Replacing a string value with `null` in PySpark can be achieved using a combination of the `withColumn` method and the `when` and `otherwise` functions from the `pyspark.sql.functions` module. Below, I’ll show you an example where we replace the string value `”UNKNOWN”` with `null` in a DataFrame.
Example
Let’s say we have a DataFrame with some sample data:
from pyspark.sql import SparkSession
from pyspark.sql.functions import when, col
# Create a Spark session
spark = SparkSession.builder.appName("ReplaceStringWithNull").getOrCreate()
# Sample data
data = [
(1, "John Doe", "UNKNOWN"),
(2, "Jane Smith", "New York"),
(3, "Sam Brown", "UNKNOWN"),
]
# Create DataFrame
df = spark.createDataFrame(data, ["id", "name", "city"])
# Show original DataFrame
df.show()
+---+----------+--------+
| id| name| city|
+---+----------+--------+
| 1| John Doe| UNKNOWN|
| 2|Jane Smith|New York|
| 3| Sam Brown| UNKNOWN|
+---+----------+--------+
Now, we will replace all occurrences of the string `”UNKNOWN”` in the `city` column with `null`:
# Replace "UNKNOWN" with null
df_with_null = df.withColumn("city", when(col("city") == "UNKNOWN", None).otherwise(col("city")))
# Show updated DataFrame
df_with_null.show()
+---+----------+--------+
| id| name| city|
+---+----------+--------+
| 1| John Doe| null|
| 2|Jane Smith|New York|
| 3| Sam Brown| null|
+---+----------+--------+
In this example:
- We create a sample DataFrame with columns `id`, `name`, and `city`.

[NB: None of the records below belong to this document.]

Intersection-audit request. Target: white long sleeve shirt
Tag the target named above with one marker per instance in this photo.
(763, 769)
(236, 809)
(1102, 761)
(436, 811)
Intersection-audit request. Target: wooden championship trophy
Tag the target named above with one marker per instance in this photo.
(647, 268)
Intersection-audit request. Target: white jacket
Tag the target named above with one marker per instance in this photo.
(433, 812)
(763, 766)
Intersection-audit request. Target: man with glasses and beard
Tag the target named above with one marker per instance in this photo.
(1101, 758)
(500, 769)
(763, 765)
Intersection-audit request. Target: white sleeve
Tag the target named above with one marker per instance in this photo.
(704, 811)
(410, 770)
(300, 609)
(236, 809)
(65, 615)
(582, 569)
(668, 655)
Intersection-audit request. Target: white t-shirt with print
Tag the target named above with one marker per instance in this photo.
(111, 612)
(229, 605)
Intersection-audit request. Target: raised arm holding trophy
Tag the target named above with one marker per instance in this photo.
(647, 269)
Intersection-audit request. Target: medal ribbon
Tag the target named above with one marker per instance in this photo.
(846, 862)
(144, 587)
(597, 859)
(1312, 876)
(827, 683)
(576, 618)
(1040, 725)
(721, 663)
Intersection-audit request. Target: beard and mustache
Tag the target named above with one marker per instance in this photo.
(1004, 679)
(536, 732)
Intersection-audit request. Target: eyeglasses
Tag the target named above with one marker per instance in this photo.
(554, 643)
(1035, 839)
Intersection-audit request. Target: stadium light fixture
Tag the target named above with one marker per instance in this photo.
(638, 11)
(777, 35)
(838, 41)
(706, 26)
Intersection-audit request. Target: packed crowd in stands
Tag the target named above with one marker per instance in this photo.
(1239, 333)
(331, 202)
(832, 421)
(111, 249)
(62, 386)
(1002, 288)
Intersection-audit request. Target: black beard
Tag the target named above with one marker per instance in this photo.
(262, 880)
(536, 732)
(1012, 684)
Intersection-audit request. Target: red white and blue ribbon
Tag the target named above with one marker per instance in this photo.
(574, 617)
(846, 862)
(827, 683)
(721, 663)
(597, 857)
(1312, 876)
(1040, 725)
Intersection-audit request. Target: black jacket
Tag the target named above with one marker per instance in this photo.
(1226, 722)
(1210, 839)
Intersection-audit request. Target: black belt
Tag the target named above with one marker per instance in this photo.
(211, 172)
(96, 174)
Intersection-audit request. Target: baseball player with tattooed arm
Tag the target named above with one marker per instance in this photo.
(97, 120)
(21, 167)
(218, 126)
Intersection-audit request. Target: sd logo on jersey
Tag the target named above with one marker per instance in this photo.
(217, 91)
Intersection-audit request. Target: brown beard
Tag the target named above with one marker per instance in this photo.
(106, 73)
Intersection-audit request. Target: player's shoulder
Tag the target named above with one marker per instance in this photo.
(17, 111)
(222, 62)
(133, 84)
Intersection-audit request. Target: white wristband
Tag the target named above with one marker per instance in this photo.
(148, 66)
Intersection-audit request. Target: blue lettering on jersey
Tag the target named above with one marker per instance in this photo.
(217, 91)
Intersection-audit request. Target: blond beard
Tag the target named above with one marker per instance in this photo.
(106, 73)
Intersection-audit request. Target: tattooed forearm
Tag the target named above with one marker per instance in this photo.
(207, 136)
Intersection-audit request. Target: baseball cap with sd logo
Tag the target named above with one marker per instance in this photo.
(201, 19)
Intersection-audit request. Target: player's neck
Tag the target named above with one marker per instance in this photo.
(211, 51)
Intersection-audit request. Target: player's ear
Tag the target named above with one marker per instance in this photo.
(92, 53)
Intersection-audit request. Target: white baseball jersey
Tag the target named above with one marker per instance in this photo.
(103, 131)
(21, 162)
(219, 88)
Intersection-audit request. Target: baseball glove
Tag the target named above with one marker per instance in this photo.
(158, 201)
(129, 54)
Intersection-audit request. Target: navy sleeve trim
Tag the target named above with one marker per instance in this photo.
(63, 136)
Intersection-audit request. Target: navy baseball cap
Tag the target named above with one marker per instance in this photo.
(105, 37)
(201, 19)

- We then use the `withColumn` method to create a new DataFrame where the `city` column is modified.
- The `when` function is used to specify that if the value of `city` is `”UNKNOWN”`, it should be replaced with `null`. Otherwise, the original value is preserved using the `otherwise` function.
You can utilize a similar approach for other columns or different string values as needed.